LinearSolution(sr, m_par, A, B; estim)

The function linearize_full_model() calls LinearSolution and stores the results in a LinearResults struct.

LinearSolution()

The LinearSolution function executes the following steps:

• generate devices to retrieve distribution and marginal value functions from compressed states/controls (Γ and DC,IDC)

• calculate the first derivative of BASEforHANK.PerturbationSolution.Fsys() with respect to X and XPrime. We use automatic differentiation (implemented in Julia by the package ForwardDiff).
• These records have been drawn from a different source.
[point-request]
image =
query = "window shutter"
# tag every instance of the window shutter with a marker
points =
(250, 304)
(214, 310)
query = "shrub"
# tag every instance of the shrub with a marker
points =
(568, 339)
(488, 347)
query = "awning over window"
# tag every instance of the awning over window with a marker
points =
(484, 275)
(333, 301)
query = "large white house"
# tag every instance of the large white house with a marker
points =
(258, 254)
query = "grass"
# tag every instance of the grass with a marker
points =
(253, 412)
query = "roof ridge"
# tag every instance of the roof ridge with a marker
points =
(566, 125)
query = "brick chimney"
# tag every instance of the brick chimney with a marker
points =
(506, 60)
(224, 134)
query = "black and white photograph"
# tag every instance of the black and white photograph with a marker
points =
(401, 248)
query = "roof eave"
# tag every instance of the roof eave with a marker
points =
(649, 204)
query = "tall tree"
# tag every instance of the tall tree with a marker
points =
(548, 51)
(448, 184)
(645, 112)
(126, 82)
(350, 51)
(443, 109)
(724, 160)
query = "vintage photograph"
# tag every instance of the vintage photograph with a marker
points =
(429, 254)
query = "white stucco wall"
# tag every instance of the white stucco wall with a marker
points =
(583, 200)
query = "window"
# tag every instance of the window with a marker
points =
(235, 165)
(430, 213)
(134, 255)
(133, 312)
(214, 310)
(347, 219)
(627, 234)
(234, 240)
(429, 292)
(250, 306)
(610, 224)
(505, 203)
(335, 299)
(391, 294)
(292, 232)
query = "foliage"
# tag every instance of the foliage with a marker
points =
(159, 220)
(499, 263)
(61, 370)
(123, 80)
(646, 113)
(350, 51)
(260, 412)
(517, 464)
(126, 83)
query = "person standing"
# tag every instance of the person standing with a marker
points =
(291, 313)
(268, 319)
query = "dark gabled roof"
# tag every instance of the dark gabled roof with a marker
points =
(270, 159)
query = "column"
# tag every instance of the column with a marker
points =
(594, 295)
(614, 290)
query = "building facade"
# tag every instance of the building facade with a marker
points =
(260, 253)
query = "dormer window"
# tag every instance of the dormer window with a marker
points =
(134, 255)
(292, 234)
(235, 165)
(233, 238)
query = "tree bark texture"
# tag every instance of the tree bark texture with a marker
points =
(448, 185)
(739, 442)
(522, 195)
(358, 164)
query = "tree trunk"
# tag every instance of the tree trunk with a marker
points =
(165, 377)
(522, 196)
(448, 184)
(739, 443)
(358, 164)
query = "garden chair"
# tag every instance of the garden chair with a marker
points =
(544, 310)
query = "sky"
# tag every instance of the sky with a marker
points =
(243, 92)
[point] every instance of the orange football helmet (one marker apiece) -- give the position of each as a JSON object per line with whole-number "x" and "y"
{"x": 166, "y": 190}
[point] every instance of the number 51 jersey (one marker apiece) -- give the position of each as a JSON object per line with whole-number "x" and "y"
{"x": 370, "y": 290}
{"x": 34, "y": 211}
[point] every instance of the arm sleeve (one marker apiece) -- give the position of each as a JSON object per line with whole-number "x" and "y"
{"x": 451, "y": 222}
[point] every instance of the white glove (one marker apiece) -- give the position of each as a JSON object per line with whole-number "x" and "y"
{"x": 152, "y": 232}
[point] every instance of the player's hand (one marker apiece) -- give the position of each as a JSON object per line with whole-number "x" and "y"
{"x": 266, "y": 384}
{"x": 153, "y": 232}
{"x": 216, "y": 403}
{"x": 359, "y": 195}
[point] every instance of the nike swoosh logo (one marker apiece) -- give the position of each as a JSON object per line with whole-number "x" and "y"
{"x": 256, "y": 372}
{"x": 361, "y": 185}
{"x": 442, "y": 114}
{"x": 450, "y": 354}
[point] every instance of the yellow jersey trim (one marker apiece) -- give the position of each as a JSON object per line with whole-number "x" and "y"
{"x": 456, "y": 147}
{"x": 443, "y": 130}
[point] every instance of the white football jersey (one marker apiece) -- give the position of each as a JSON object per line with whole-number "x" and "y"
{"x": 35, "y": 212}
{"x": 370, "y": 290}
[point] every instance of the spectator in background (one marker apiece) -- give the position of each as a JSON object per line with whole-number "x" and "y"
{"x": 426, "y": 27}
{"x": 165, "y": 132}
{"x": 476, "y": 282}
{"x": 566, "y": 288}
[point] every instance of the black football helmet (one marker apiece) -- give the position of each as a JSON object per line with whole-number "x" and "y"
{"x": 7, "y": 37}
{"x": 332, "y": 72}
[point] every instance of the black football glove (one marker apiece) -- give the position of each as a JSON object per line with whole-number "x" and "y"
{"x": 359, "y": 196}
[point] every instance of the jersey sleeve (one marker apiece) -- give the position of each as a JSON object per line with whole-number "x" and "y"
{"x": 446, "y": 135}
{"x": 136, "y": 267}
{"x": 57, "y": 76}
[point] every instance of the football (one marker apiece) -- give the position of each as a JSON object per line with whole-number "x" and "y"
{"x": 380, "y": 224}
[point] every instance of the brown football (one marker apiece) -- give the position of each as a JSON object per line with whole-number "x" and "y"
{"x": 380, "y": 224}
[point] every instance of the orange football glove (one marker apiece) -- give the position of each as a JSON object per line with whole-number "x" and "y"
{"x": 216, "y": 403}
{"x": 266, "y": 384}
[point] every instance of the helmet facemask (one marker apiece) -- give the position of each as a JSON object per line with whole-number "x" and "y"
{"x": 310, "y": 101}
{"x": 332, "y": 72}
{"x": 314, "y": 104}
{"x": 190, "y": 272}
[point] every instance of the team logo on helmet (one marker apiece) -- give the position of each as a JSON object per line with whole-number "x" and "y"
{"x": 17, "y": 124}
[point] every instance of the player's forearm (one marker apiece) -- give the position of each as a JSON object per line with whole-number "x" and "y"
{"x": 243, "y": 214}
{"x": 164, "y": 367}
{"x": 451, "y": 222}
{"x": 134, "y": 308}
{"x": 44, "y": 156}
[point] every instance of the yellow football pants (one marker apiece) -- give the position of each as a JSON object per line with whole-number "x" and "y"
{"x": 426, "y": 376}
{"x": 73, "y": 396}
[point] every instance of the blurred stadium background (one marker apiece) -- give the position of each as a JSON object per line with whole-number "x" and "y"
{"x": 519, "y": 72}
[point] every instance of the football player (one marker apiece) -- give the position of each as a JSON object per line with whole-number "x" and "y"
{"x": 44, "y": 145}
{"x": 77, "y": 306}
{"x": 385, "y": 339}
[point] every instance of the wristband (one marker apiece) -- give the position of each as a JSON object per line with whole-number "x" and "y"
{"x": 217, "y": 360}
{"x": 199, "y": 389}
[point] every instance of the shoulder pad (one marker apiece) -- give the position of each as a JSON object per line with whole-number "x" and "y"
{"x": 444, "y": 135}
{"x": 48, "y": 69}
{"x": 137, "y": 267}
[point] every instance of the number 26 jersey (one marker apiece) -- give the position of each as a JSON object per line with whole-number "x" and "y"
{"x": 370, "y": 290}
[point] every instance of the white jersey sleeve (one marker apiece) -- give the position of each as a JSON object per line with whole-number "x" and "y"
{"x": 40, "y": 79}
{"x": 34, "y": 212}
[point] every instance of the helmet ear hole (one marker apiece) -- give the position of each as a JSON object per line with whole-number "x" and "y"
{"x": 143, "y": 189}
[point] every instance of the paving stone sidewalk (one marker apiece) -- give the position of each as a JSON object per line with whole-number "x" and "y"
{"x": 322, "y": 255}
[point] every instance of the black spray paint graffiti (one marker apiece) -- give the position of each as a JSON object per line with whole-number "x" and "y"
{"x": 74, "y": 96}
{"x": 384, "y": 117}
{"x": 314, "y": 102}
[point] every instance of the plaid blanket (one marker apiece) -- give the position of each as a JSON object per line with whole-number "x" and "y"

Partial derivatives are calculated using the ForwardDiff.jacobian() function. We exploit that some partial derivatives have known values (contemporaneous marginal value functions and the future marginal distributions) and set them directly instead of calculating them ^[BL].

• compute linear observation and state transition equations using the BASEforHANK.PerturbationSolution.SolveDiffEq() function

SolveDiffEq()

SolveDiffEq(A, B, n_par; estim)

• apply the model reduction by pre- and post-multiplying the reduction matrix $\mathcal{P}$ to the Jacobians A and B that are inputs to BASEforHANK.PerturbationSolution.SolveDiffEq(). $\mathcal{P}$ is calculated in model_reduction() and stored in n_par.PRightAll.
• compute linear observation and state transition equations. The solution algorithm is set in n_par.sol_algo, with the options :schur (mentioned above) and :litx ^[lit]. The results are matrices that map contemporaneous states to controls [gx], or contemporaneous states to future states [hx]

Fsys()

Fsys(X, XPrime, XSS, m_par, n_par, indexes, Γ, compressionIndexes, DC, IDC, DCD, IDCD)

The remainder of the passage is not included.